In the reciprocating compressor according to the present invention, a wave washer 260 is installed on the top surface 25a of the support bearing 25 supporting the rotor 22 from the bottom thereof. Therefore, the bent portion of the washer 260 and the space portion 261 filled with oil are formed on the upper surface 25a of the support bearing 25, thereby providing a fluid on the upper surface 25a of the washer 260 and the support bearing 25. The friction coefficient is reduced by maintaining the lubrication state, and as a result, the rotor 22 is smoothly rotated, thereby improving the mechanical efficiency of the compressor.

Description

Reciprocating compressor

The present invention relates to a reciprocating compressor, and more particularly to a friction surface of a support bearing in contact with the lower portion of the rotor to rotatably support it.

In general, a reciprocating compressor has a function of compressing a refrigerant to a high temperature and a high pressure in a refrigeration cycle in which a compression, condensation expansion, and evaporation process is continuously performed as a medium to deliver the refrigerant to the outside. As shown in FIGS. 1 and 2, the general reciprocating compressor having such a function includes a driving unit 20 for generating power inside the hermetically sealed container 10 by combining the upper container 11 and the lower container 12. It is composed of a compression unit 30 for receiving the power to suck and compress the refrigerant discharged.
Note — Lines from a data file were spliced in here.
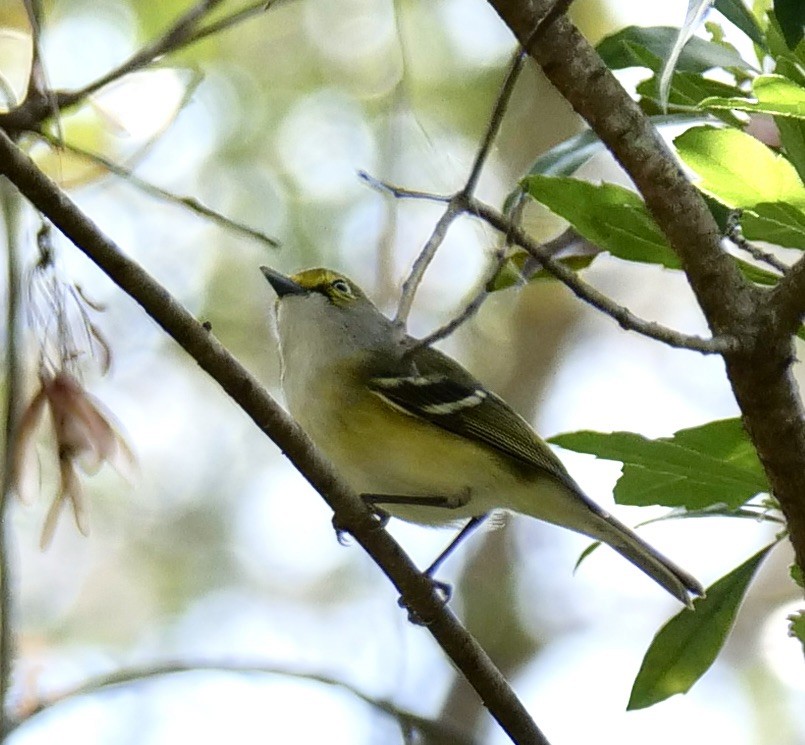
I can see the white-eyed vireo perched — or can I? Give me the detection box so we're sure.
[262,267,703,606]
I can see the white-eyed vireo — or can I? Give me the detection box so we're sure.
[261,267,703,606]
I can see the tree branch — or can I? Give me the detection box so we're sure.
[489,0,805,571]
[0,132,548,745]
[361,173,728,354]
[770,257,805,334]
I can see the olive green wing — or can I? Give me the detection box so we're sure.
[369,348,578,490]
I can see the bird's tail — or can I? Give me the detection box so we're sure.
[585,510,704,608]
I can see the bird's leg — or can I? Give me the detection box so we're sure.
[333,491,470,546]
[361,492,470,510]
[424,514,489,584]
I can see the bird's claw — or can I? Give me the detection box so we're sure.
[397,574,453,626]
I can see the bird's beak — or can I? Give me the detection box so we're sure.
[260,266,307,297]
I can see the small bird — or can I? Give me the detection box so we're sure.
[261,267,704,607]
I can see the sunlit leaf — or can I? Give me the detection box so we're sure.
[774,0,805,50]
[699,75,805,119]
[674,127,805,207]
[551,419,768,510]
[741,202,805,251]
[596,26,752,72]
[714,0,766,48]
[788,611,805,652]
[522,176,680,269]
[486,251,595,292]
[626,543,776,711]
[516,114,712,182]
[774,116,805,183]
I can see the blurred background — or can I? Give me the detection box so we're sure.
[0,0,805,745]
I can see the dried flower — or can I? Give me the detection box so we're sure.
[14,371,134,549]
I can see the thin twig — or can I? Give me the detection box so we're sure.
[56,0,222,109]
[354,175,738,354]
[358,171,453,204]
[42,135,280,248]
[182,0,282,46]
[394,45,526,329]
[463,49,528,197]
[394,193,466,329]
[10,660,474,745]
[0,183,22,741]
[0,0,280,132]
[467,199,738,354]
[406,252,505,354]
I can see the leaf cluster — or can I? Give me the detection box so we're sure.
[490,0,805,709]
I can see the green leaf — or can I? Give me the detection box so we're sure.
[774,0,805,51]
[674,127,805,207]
[657,0,713,109]
[741,202,805,251]
[522,176,680,269]
[699,75,805,119]
[788,610,805,652]
[596,26,752,72]
[636,72,746,110]
[774,116,805,182]
[715,0,766,49]
[528,114,712,176]
[626,543,776,711]
[550,419,768,510]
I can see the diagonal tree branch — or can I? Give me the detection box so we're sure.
[489,0,805,571]
[0,132,548,745]
[361,173,740,354]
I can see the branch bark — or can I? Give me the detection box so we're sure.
[0,130,549,745]
[489,0,805,571]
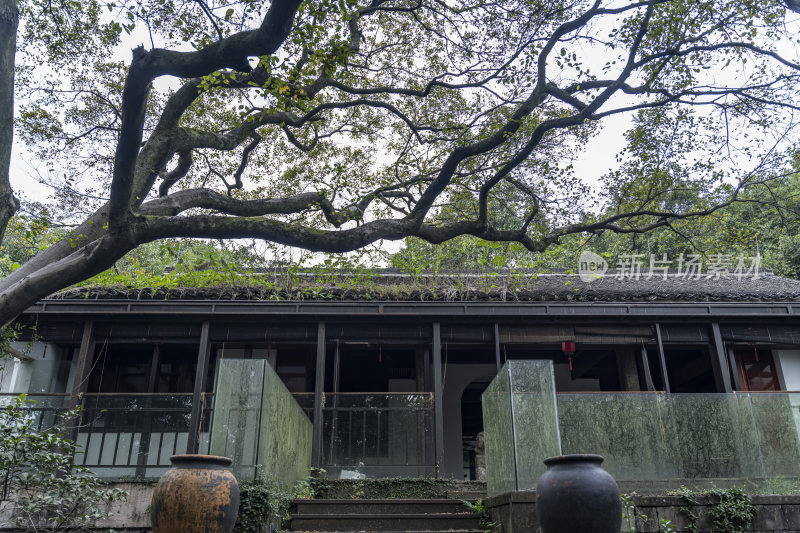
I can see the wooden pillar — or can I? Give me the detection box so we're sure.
[311,322,325,468]
[711,322,733,392]
[135,344,161,478]
[656,324,670,392]
[433,322,444,477]
[422,350,433,392]
[494,322,503,374]
[728,348,740,390]
[186,321,211,453]
[639,346,656,392]
[69,320,94,441]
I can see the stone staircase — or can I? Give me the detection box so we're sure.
[289,499,483,533]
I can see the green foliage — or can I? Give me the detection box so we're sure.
[0,395,126,533]
[318,477,456,500]
[620,493,677,533]
[675,487,758,533]
[750,477,800,495]
[233,468,326,533]
[461,498,499,533]
[233,477,292,533]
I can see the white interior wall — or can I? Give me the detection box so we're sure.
[772,350,800,391]
[0,342,75,393]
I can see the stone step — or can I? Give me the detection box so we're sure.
[289,513,481,532]
[292,498,478,515]
[447,490,487,502]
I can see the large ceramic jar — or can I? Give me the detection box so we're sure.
[150,454,239,533]
[536,454,622,533]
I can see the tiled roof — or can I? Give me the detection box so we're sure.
[51,269,800,302]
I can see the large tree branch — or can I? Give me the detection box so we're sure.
[0,0,19,241]
[109,0,301,231]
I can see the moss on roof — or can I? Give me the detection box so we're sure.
[51,270,800,302]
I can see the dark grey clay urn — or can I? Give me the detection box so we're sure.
[536,454,622,533]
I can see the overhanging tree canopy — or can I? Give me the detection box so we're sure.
[0,0,800,322]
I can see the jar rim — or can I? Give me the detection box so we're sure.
[544,453,605,466]
[169,453,233,466]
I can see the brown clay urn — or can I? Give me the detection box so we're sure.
[150,454,239,533]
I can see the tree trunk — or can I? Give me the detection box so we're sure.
[0,0,19,241]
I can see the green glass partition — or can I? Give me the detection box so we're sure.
[210,359,312,486]
[483,361,800,496]
[557,393,680,479]
[483,360,561,495]
[481,365,517,496]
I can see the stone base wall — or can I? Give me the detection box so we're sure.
[486,491,800,533]
[0,482,155,533]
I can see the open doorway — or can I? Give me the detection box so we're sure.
[461,377,492,480]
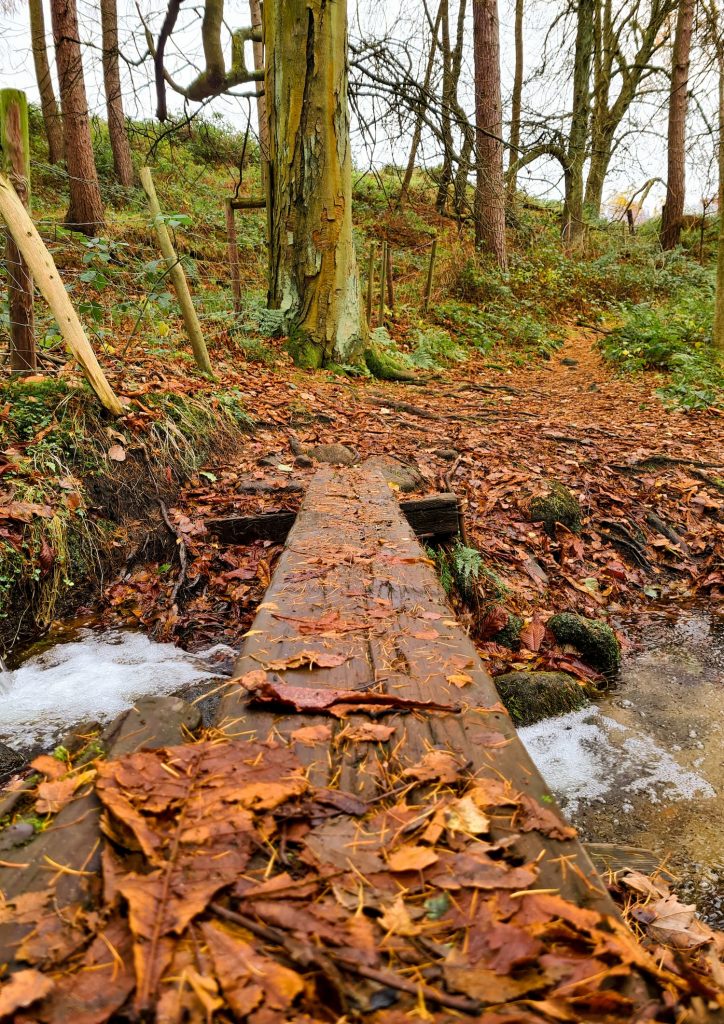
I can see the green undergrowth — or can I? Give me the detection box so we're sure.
[0,378,252,650]
[600,275,724,411]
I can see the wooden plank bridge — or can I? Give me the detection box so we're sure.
[0,464,724,1024]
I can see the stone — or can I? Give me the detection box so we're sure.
[546,611,621,675]
[0,743,26,778]
[495,672,591,725]
[528,480,582,537]
[366,455,425,495]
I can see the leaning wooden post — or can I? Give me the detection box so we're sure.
[0,89,38,374]
[367,245,375,327]
[422,239,437,312]
[387,243,394,311]
[224,199,242,313]
[377,242,387,327]
[0,173,124,416]
[140,167,214,377]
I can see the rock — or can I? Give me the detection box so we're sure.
[546,611,621,674]
[289,437,359,466]
[0,821,35,852]
[528,480,581,537]
[366,455,425,495]
[0,743,26,778]
[495,672,590,725]
[491,611,523,650]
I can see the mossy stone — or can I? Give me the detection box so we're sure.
[528,480,581,537]
[492,611,523,650]
[546,611,621,674]
[365,348,417,381]
[495,672,590,725]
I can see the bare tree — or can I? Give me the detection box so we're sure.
[473,0,508,269]
[28,0,65,164]
[100,0,133,188]
[508,0,525,196]
[662,0,694,249]
[263,0,365,367]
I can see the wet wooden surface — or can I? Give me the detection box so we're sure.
[218,465,615,913]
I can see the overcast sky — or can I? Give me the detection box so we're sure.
[0,0,716,212]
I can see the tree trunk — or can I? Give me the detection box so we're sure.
[712,51,724,359]
[0,89,37,373]
[508,0,525,197]
[264,0,366,367]
[563,0,596,242]
[50,0,103,236]
[100,0,133,188]
[29,0,65,164]
[249,0,269,162]
[473,0,508,269]
[397,0,443,207]
[662,0,695,249]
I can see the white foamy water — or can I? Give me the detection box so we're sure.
[518,707,716,814]
[0,630,216,749]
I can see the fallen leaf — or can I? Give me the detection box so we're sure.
[0,970,55,1017]
[387,845,438,871]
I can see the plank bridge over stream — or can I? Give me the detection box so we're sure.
[0,464,656,1021]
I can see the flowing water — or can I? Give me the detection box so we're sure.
[0,628,230,753]
[520,610,724,928]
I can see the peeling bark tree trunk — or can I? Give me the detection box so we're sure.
[264,0,365,367]
[29,0,65,164]
[50,0,103,236]
[563,0,596,242]
[662,0,694,249]
[100,0,133,188]
[473,0,508,269]
[508,0,524,199]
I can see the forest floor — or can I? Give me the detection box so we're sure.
[97,319,724,677]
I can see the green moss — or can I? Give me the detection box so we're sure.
[365,348,417,381]
[286,331,325,370]
[546,611,621,673]
[493,612,523,650]
[495,672,590,725]
[528,480,581,537]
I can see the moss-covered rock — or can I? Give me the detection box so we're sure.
[528,480,581,537]
[546,611,621,674]
[365,348,417,381]
[491,611,523,650]
[496,672,590,725]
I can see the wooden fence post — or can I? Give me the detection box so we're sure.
[0,173,124,416]
[387,242,394,311]
[0,89,38,374]
[224,199,242,313]
[377,242,387,327]
[422,239,437,312]
[367,243,375,328]
[140,167,214,377]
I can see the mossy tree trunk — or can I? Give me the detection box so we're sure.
[100,0,133,188]
[263,0,365,367]
[29,0,65,164]
[50,0,104,236]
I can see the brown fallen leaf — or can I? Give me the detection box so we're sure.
[0,970,55,1017]
[337,722,394,743]
[292,725,332,746]
[236,672,460,715]
[387,845,438,871]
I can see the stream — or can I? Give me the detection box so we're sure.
[519,610,724,928]
[0,610,724,927]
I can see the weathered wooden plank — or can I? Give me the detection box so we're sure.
[206,493,460,544]
[220,465,614,913]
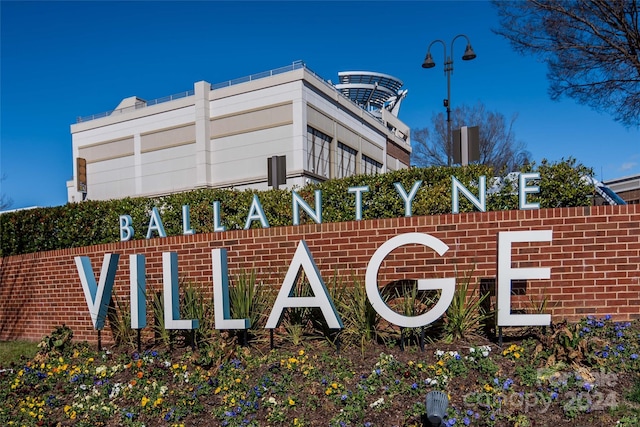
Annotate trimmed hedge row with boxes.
[0,159,593,257]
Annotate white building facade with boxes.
[67,62,411,202]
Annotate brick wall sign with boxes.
[0,205,640,341]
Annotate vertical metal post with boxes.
[444,57,453,166]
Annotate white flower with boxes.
[369,397,384,408]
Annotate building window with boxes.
[336,142,358,178]
[307,126,331,178]
[362,155,382,175]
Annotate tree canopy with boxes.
[493,0,640,127]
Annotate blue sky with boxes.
[0,1,640,208]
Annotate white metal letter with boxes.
[365,233,456,328]
[291,190,322,225]
[265,240,343,329]
[147,206,167,239]
[129,255,147,329]
[496,230,553,326]
[244,194,269,230]
[451,175,487,213]
[348,185,369,221]
[393,181,422,216]
[518,172,540,209]
[120,215,133,242]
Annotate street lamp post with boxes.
[422,34,476,166]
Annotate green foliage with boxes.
[443,270,490,342]
[151,292,171,346]
[107,291,137,348]
[229,269,273,344]
[0,341,38,369]
[624,377,640,403]
[333,277,389,351]
[38,325,73,354]
[0,158,592,257]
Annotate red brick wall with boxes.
[0,205,640,342]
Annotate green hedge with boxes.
[0,159,592,257]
The driving unit 20 is installed on the upper portion of the sealed container 10, the stator 21 and the rotor 22 and the rotor 22 are combined with the rotation and the eccentric shaft 24 is integrally provided at the lower end thereof. The rotating shaft 23 is comprised. In addition, a support bearing 25 for supporting the rotor 22 and the rotating shaft 23 so as to rotate is installed at the lower portion of the rotor 22. The circular rotor 22 rotates in interaction with the stator 21 forming the magnetic field, and the cylindrical hole 22b and the inside of the hole 22b so that the rotating shaft 23 is inserted and coupled therein. The protrusion 22a which protrudes is formed. In addition, the cylindrical support bearing 25 rotatably supporting the rotor 22 also has a cylindrical hole 25b formed therein, so that the rotation shaft 23 is inserted with a margin. Therefore, the fixed support bearing 25 upper surface 25a is in contact with the lower surface of the protrusion 22a of the rotor 22, thereby supporting the rotor 22 rotatably. On the other hand, the washer 26 is provided in the part where the lower surface of the protrusion part 22a and the upper surface 25a of the support bearing 25 contact to reduce the coefficient of friction, and the washer 26 is an annular plate. And coincides with the size of the upper surface 25a of the support bearing 25.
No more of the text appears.